Through the Inclusive Data Charter (IDC), we’ve seen governments, civil society, and multilaterals make impressive progress by setting clear goals, sustaining commitments, and learning and sharing openly. As others begin to take more strategic action on inclusive data, five learnings from the IDC network can inform their thinking:

  1. More inclusive data systems require bold leadership. Meaningful action on inclusive data requires us to innovate and allocate resources differently. It requires leaders who will set ambitious goals and persevere through challenges. From Sightsavers to the UK Government, senior internal leaders who continually champion inclusive data have vastly increased and sustained broad-based support and action. Leadership doesn’t happen in a vacuum, as we saw at the 2018 Global Disability Summit when the World Bank, the Kenyan government, and others committed to improving disability disaggregated data.
  2. Intersectionality is critical for more equitable policymaking. We need more nuanced data looking across multiple characteristics - such as race, economic status, gender, and disability - to understand and tackle inequalities. From Data2X to the Internal Displacement Monitoring Center and Colombia’s National Administrative Department of Statistics, diverse organizations are advancing intersectionality in data and sharing their learnings.
  3. Joining up data across agencies is key to strengthening inclusive data collection. Globally, we are producing more data than ever before, but too often, this data is fragmented across departments and organizations. Bringing together existing data sets will allow us to understand marginalized people’s lives and identify the most critical data gaps. To improve data on peoples with disabilities, the Kenya National Bureau of Statistics is convening a multi-stakeholder technical working group to identify different disability data sources and improve interoperability.
  4. Data protection and privacy cannot be overlooked. The increasing demand for more timely and inclusive data needs to be balanced against data protection and privacy risks. UNFPA, UN Women, and others published guidance on when and how it is appropriate to collect gender-based violence data during the pandemic. Can existing data be used? Can we guarantee confidentiality? These are questions that should be asked before any data collection.
  5. Data must be used to inform decision making. Too often, policy and program decisions are made using inaccurate data, or without any data at all. This has to change. The UK Office of National Statistics (ONS) has improved data usage by policymakers by working more closely with the central government on policy discussions, with the national statistician participating in the Government’s Scientific Advisory Group for Emergencies. By collecting and using inclusive data, the Ministry of Basic and Senior Secondary Education in Sierra Leone now better understands and serves marginalized groups in the education system, including girls and children with disabilities. 
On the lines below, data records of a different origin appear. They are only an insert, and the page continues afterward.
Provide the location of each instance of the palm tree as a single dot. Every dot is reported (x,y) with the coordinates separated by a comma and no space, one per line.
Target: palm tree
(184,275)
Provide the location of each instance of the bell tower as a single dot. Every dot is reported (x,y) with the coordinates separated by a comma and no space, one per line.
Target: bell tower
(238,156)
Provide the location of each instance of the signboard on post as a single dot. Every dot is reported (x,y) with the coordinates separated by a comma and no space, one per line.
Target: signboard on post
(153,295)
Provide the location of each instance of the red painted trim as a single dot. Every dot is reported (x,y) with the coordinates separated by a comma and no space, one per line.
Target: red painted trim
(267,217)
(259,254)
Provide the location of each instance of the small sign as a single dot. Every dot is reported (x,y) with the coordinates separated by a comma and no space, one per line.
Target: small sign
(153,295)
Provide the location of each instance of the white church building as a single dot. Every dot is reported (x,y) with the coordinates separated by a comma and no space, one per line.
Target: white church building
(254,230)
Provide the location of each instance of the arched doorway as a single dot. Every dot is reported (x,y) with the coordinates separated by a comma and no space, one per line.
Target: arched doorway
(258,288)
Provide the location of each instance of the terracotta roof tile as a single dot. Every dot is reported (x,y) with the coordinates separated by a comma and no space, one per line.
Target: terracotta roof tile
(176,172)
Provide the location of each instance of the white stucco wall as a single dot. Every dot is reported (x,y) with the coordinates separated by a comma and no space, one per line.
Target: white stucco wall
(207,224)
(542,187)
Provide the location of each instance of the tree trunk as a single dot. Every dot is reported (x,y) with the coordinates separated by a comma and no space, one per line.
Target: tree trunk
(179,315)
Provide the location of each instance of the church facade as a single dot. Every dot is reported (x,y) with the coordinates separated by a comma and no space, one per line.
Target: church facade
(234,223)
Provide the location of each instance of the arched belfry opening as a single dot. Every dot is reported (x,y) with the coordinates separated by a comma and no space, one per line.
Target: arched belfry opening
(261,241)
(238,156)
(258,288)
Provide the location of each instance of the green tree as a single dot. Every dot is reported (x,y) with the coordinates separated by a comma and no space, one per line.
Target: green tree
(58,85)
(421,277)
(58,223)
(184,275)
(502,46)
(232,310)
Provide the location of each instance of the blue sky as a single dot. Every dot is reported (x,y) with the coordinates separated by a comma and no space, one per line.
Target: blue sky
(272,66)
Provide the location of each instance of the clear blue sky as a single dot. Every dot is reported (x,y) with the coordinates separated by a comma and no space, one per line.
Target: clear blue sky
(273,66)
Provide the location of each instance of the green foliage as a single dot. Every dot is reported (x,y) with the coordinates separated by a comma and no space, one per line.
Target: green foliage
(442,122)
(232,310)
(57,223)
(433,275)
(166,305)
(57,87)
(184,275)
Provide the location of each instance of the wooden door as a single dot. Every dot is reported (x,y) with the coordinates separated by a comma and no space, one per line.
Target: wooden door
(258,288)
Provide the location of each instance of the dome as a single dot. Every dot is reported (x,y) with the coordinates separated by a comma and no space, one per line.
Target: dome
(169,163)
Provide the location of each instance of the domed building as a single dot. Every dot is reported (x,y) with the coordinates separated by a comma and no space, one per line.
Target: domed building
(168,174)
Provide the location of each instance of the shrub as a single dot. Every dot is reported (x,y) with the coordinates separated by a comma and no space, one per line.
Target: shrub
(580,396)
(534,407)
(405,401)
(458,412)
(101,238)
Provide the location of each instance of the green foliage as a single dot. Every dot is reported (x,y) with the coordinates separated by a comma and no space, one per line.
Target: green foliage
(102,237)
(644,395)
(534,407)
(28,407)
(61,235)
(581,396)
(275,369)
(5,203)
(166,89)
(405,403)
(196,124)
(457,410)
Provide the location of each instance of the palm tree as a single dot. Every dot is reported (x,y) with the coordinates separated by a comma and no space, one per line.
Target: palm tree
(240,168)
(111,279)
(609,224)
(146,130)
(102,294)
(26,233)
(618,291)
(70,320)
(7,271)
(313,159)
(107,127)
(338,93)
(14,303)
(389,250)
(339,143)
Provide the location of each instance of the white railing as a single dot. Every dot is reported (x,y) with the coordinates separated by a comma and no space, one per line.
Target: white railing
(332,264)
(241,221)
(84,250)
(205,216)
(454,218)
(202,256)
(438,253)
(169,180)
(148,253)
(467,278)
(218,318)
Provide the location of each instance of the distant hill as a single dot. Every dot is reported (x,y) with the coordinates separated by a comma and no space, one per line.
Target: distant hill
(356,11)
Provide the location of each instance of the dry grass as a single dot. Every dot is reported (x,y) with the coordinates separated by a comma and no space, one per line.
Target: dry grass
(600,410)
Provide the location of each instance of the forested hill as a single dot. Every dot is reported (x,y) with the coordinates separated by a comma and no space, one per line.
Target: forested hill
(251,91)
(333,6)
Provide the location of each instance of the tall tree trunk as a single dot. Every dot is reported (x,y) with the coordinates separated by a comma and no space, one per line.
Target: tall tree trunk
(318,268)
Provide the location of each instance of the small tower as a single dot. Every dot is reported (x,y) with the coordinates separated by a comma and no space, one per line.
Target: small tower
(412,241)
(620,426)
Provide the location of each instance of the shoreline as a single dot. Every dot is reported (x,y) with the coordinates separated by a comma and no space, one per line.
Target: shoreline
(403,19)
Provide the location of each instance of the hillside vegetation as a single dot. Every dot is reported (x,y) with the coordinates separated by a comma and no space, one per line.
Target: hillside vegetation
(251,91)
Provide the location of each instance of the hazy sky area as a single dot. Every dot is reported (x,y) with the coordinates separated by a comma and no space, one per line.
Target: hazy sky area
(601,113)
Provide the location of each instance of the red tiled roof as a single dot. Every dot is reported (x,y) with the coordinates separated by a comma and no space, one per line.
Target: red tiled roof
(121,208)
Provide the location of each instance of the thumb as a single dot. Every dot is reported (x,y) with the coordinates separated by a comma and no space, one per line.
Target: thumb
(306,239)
Towards a more inclusive future 

The world as we know it has changed in recent months. We have seen the power of public scrutiny to push governments to make data more inclusive. Inequalities and injustices - and the need to challenge the systems and structures that perpetuate them - are now part of everyday conversations. And awareness of how data can distort or hide these issues has skyrocketed. The public scrutiny of data must continue; it is vital to holding governments accountable and demanding transparent and inclusive data.

Ultimately, data systems will only become more inclusive if governments, citizens, civil society, and multilaterals work together. With only a decade to deliver the 2030 Global Goals, we must all work to make sure that the invisible become more visible in data and that this data drives more inclusive policies so that no one is left behind. The time for all of us to take action is now. The clock is ticking.